POST _ingest/pipeline/email_to_id_route_and_redact/_simulate
{
"docs" : [
{ "_index": "index",
"_type": "doc",
"_source": {
"field1":"test",
"field2":"test",
"Email":"ineligible:-(@elastic.co",
"Ticket_Reference_ID":"ABCDE12345"} },
{
"_index": "index",
"_type": "doc",
"_source": {
"field1":"test",
"field2":"test",
"Email":"eligible:-)@not_elastic.suffix",
"Ticket_Reference_ID":"FGHIJ67890"} }
]
}
The output confirmed that the pipeline mapped the document _id, routed to the correct indices, and redacted all potential PII.
{
"docs": [
{
"doc": {
"_index": "employee_ineligible",
"_type": "doc",
"_id": "ABCDE12345",
"_source": {
"field1": "pii_redacted",
"Email": "pii_redacted",
"field2": "pii_redacted",
"Ticket_Reference_ID": "ABCDE12345"
},
"_ingest": {
"timestamp": "2018-04-19T16:24:13.071Z"
}
}
},
{
"doc": {
"_index": "lead_eligible",
"_type": "doc",
"_id": "FGHIJ67890",
"_source": {
"field1": "pii_redacted",
"Email": "pii_redacted",
"field2": "pii_redacted",
"Ticket_Reference_ID": "FGHIJ67890"
},
"_ingest": {
"timestamp": "2018-04-19T16:24:13.071Z"
}
}
}
]
}
To avoid any inconsistency due to sharding or routing given the small data set, we added a dynamic template to ensure single-sharded indexes:
# clean up
DELETE *eligible*
PUT _template/single_shard
{
"index_patterns" : "*eligible",
"order" : 1,
"settings": {
"number_of_shards": 1,
"number_of_replicas": 0
}
}
And then Ingested the data using the _bulk API:
PUT _bulk
{ "index" : { "_index" : "", "_type" : "doc", "pipeline": "email_to_id_route_and_redact"} }
{ "Exhibitor_Name":"Elastic", "First_Name":" ...

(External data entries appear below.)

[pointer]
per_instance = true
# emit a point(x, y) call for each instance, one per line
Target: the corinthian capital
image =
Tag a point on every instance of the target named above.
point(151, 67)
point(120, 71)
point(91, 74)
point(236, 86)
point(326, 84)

Next step was to count the eligible and ineligible candidates using a terms aggregation:
GET *eligible/_search
{
"size": 0,
"aggs" : {
"eligibility" : {
"terms" : { "field" : "_index" }
}
}
}
The results were:
"eligibility":
{
"doc_count_error_upper_bound": 0,
"sum_other_doc_count": 0,
"buckets": [
{
"key": "lead_eligible",
"doc_count": 393
},
{
"key": "employee_ineligible",
"doc_count": 9
}
]
}
Finally, fairness and repeatability were ensured by sourcing the seed for the random score using a random number generated from terminal: echo $RANDOM. This returned the value 8121.
To pick our lucky winner, we queried the documents using random_score function_score query:
GET lead_eligible/_search
{
"size": 1,
"_source": "T*",
"query": {
"function_score": {
"functions": [
{
"random_score": {
"seed": 8121,
"field": "_id"
}
}
]
}
}
}
Which resulted in:
"hits": [
{
"_index": "lead_eligible",
"_type": "doc",
"_id": "FWNVN5VRB2L",
"_score": 0.9928309,
"_source": {
"Ticket_Type": "pii_redacted",
"Transcription_Status": "pii_redacted",
"Title": "pii_redacted",
"Ticket_Reference_ID": "FWNVN5VRB2L"
}
}
]
Congratulations FWNVN5VRB2L, aka Stephen Steck! We look forward seeing you in a virtual classroom soon!
For anyone interested in trying this out on their own, all of the above requests and some sample data can be found in this Github Gist.